USGS Environmental Health Program Scientist sampling a public-supply well in Minneapolis/St Paul, MN, August 2019 (Photo credit, Shannon Meppelink, Central Midwest Water Science Center).

Relatively little is known about potential effects of complex PFAS mixtures in drinking-water sources on human health, but better understanding of the composition of those mixtures could help inform toxicity studies. The relatively common occurrence of multiple PFAS in the samples has implications for the sum of PFAS compounds (ΣPFAS) and the complexity of PFAS mixtures in well water. ΣPFAS strongly correlated with the number of PFAS detected in the samples (Spearman’s rho = 0.91; p < 0.001) (fig. 2C).  Networks NECBS, NECBD (both in New England), and SURF have relatively large fractions of samples containing >6 PFAS (37 to 54 percent) (fig. S2A). Not surprisingly, networks with the largest numbers of co-occurring PFAS (New England has the top two in this study) also have the largest numbers of unique PFAS mixtures relative to the number of samples in the networks (fig. S2B). In New England, in the shallow aquifer (NECBS), 68 percent of the samples contain combinations of two or more PFAS that are unique to that sample.
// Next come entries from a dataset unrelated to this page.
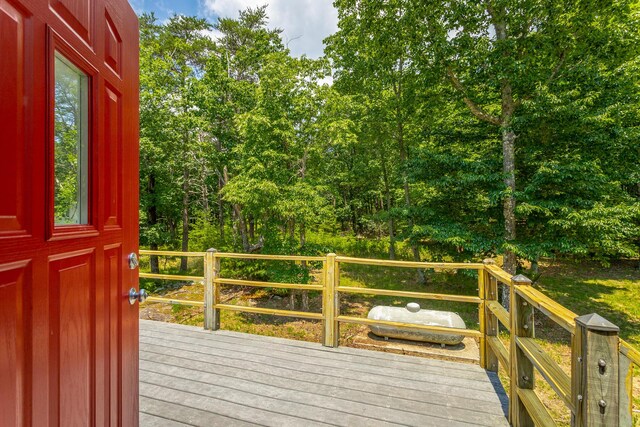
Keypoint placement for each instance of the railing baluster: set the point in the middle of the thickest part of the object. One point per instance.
(488, 291)
(331, 334)
(211, 291)
(521, 367)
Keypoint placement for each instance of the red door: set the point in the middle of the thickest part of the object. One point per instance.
(68, 212)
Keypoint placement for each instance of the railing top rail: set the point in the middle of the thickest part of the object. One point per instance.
(270, 257)
(170, 253)
(410, 264)
(170, 277)
(552, 309)
(631, 352)
(498, 273)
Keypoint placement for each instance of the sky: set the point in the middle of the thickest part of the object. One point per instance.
(305, 23)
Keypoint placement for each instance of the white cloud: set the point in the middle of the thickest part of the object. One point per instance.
(305, 23)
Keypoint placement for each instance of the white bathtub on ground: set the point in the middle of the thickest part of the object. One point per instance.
(413, 314)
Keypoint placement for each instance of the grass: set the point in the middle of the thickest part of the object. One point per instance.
(613, 292)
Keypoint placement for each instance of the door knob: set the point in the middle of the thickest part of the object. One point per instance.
(133, 260)
(134, 296)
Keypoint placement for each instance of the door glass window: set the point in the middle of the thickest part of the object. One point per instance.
(71, 134)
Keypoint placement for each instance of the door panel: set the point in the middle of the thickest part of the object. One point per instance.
(68, 336)
(13, 220)
(76, 14)
(113, 45)
(72, 319)
(15, 289)
(112, 157)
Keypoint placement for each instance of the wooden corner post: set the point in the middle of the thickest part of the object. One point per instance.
(522, 379)
(595, 372)
(331, 333)
(211, 290)
(488, 291)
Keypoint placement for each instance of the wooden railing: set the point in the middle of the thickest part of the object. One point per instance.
(598, 391)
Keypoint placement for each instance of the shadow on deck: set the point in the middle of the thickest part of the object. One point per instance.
(189, 376)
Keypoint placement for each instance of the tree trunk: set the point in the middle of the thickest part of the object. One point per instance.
(509, 203)
(220, 209)
(152, 220)
(391, 225)
(510, 261)
(420, 276)
(303, 241)
(185, 219)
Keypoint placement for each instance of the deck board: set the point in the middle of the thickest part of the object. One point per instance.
(189, 376)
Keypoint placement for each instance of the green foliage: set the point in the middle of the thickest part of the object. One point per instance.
(244, 148)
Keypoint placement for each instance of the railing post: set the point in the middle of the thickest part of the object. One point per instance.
(595, 372)
(488, 291)
(330, 303)
(211, 290)
(521, 316)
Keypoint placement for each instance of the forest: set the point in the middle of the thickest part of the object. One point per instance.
(440, 130)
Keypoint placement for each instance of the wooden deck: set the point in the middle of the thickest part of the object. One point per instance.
(189, 376)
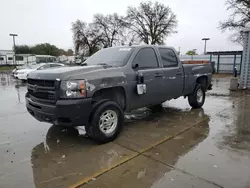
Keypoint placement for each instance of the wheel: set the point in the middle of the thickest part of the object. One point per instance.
(197, 98)
(106, 122)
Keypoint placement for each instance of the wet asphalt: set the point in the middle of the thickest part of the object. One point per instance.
(171, 147)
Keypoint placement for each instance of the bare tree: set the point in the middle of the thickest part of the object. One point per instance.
(238, 19)
(111, 27)
(86, 37)
(152, 23)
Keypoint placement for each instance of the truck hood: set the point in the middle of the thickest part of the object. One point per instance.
(63, 73)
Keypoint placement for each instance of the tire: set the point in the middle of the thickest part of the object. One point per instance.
(107, 129)
(197, 98)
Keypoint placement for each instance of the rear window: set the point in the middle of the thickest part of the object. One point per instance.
(168, 57)
(111, 56)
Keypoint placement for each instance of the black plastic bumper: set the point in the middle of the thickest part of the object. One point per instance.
(64, 112)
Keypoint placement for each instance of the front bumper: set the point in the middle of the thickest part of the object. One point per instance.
(21, 76)
(64, 112)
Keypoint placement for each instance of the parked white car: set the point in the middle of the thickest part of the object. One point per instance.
(23, 73)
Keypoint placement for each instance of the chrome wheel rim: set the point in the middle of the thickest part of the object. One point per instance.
(108, 121)
(200, 96)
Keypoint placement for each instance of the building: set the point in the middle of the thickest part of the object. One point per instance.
(7, 57)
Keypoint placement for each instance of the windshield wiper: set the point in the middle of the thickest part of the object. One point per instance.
(104, 64)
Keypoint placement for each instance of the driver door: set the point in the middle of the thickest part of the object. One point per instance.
(148, 66)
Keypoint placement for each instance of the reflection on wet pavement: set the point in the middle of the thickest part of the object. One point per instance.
(173, 147)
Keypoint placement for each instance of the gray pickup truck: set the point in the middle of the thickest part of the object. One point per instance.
(110, 82)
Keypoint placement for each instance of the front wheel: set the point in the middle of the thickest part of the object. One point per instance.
(106, 122)
(197, 98)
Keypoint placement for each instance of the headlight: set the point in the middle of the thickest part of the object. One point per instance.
(73, 89)
(20, 72)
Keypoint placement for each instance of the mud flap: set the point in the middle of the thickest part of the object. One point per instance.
(141, 89)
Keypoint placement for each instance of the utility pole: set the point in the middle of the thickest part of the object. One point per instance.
(14, 46)
(205, 48)
(194, 50)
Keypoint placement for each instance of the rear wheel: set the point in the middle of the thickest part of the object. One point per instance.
(197, 98)
(106, 122)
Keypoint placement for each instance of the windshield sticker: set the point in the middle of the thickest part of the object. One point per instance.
(125, 49)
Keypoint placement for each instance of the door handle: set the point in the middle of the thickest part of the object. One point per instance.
(178, 73)
(158, 75)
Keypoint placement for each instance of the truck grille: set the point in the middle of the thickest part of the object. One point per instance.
(43, 83)
(43, 91)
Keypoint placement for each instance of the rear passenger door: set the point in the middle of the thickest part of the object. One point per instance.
(173, 73)
(147, 64)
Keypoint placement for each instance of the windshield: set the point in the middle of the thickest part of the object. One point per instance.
(110, 56)
(35, 66)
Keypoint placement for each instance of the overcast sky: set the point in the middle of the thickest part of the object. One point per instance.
(39, 21)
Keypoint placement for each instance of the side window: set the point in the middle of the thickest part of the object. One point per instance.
(43, 67)
(146, 58)
(55, 65)
(19, 58)
(168, 57)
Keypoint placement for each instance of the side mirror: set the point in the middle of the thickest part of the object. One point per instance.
(135, 66)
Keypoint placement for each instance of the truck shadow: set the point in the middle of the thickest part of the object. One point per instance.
(67, 155)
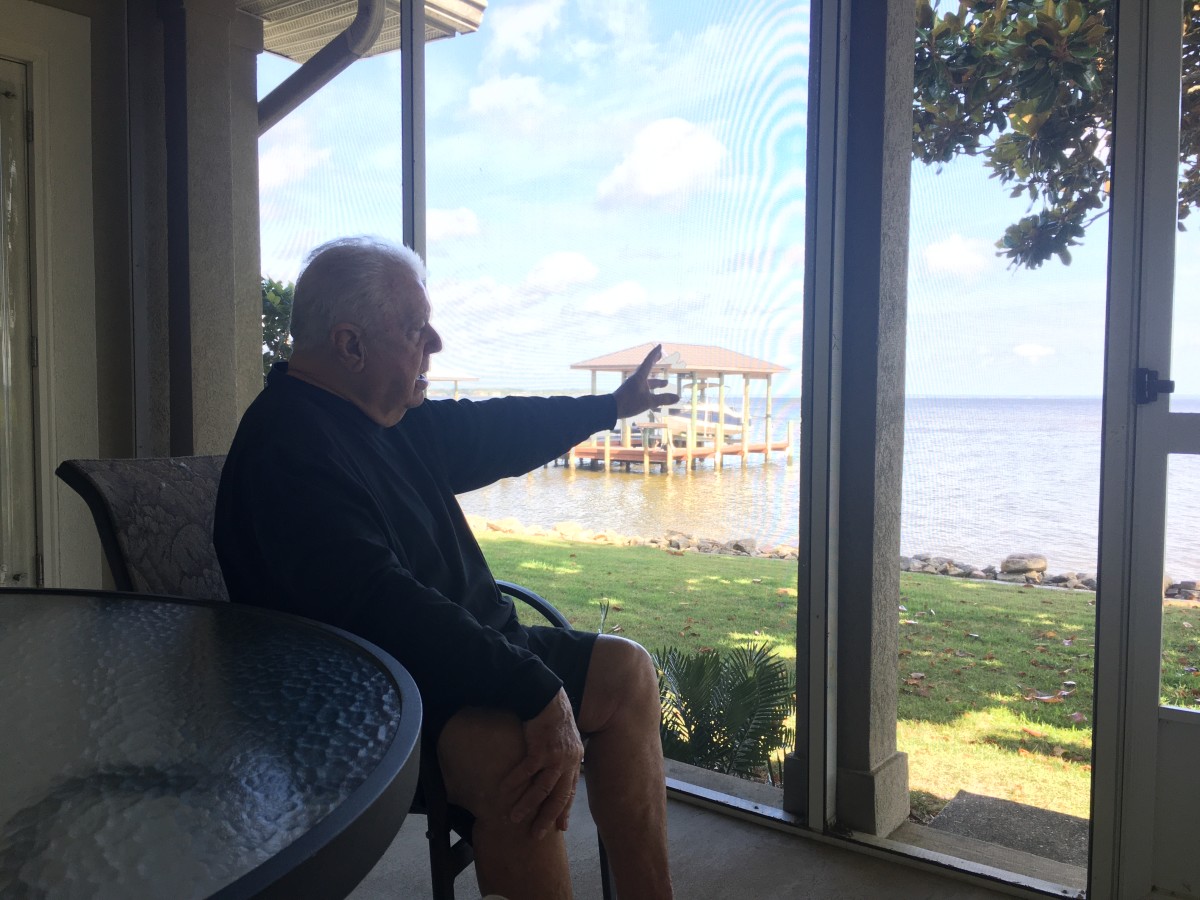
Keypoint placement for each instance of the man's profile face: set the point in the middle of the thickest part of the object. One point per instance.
(399, 351)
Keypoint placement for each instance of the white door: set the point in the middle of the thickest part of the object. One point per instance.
(18, 498)
(1147, 725)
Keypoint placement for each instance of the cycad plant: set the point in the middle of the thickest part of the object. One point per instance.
(725, 712)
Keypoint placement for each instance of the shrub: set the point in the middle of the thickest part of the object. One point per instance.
(726, 713)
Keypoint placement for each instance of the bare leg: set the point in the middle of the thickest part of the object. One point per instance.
(475, 751)
(623, 765)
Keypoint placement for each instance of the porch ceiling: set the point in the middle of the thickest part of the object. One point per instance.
(297, 29)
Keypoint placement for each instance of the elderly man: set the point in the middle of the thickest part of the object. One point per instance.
(337, 502)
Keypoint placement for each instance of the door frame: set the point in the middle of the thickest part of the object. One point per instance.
(55, 46)
(1137, 439)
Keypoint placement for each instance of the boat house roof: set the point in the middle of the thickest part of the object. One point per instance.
(695, 359)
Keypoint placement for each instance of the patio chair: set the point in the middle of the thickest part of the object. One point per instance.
(155, 523)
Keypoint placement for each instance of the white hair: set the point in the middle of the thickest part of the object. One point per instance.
(349, 280)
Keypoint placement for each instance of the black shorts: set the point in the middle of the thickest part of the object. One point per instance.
(564, 652)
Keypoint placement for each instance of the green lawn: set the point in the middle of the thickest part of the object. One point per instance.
(995, 679)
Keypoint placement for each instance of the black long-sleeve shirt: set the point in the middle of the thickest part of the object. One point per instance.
(325, 514)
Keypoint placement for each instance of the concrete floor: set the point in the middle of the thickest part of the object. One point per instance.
(712, 856)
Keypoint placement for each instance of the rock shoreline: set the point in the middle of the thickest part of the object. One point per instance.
(1017, 568)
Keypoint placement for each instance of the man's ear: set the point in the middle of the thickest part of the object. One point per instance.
(347, 342)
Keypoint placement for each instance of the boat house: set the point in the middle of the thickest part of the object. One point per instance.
(701, 425)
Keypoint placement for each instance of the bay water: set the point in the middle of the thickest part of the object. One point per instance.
(983, 478)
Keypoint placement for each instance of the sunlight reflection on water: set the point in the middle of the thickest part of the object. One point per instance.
(982, 479)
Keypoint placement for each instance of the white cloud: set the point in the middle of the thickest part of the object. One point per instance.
(670, 157)
(288, 154)
(963, 257)
(520, 30)
(624, 21)
(443, 223)
(617, 298)
(559, 271)
(516, 100)
(1033, 352)
(389, 156)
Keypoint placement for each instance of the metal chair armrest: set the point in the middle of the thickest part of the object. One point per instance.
(535, 600)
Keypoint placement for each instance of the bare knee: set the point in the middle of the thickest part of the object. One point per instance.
(622, 682)
(477, 749)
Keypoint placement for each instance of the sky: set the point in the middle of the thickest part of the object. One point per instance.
(606, 173)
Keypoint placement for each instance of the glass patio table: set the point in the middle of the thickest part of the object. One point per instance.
(156, 747)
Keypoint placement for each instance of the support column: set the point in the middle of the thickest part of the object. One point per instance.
(871, 774)
(214, 293)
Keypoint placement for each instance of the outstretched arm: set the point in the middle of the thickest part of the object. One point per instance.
(636, 393)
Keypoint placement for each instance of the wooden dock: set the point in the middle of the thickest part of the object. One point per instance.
(607, 453)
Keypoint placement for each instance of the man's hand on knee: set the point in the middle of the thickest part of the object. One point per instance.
(544, 781)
Overall, three PFAS occur in ≥80 percent of the mixtures (perfluorooctanoate [PFOA] > perfluorobutanesulfonic acid [PFBS] > perfluorooctane sulfonate [PFOS]), but the dominant PFAS in mixtures vary between networks.

Broadly, USGS researchers found that groundwater affected by modern anthropogenic activity appears to be associated with PFAS, given significant relations between PFAS detections and variables such as tritium, urban land use, VOCs, and pharmaceuticals. Modeling indicates that it is possible to predict PFAS occurrence based on the hydrologic, geochemical, and geospatial explanatory variables investigated here.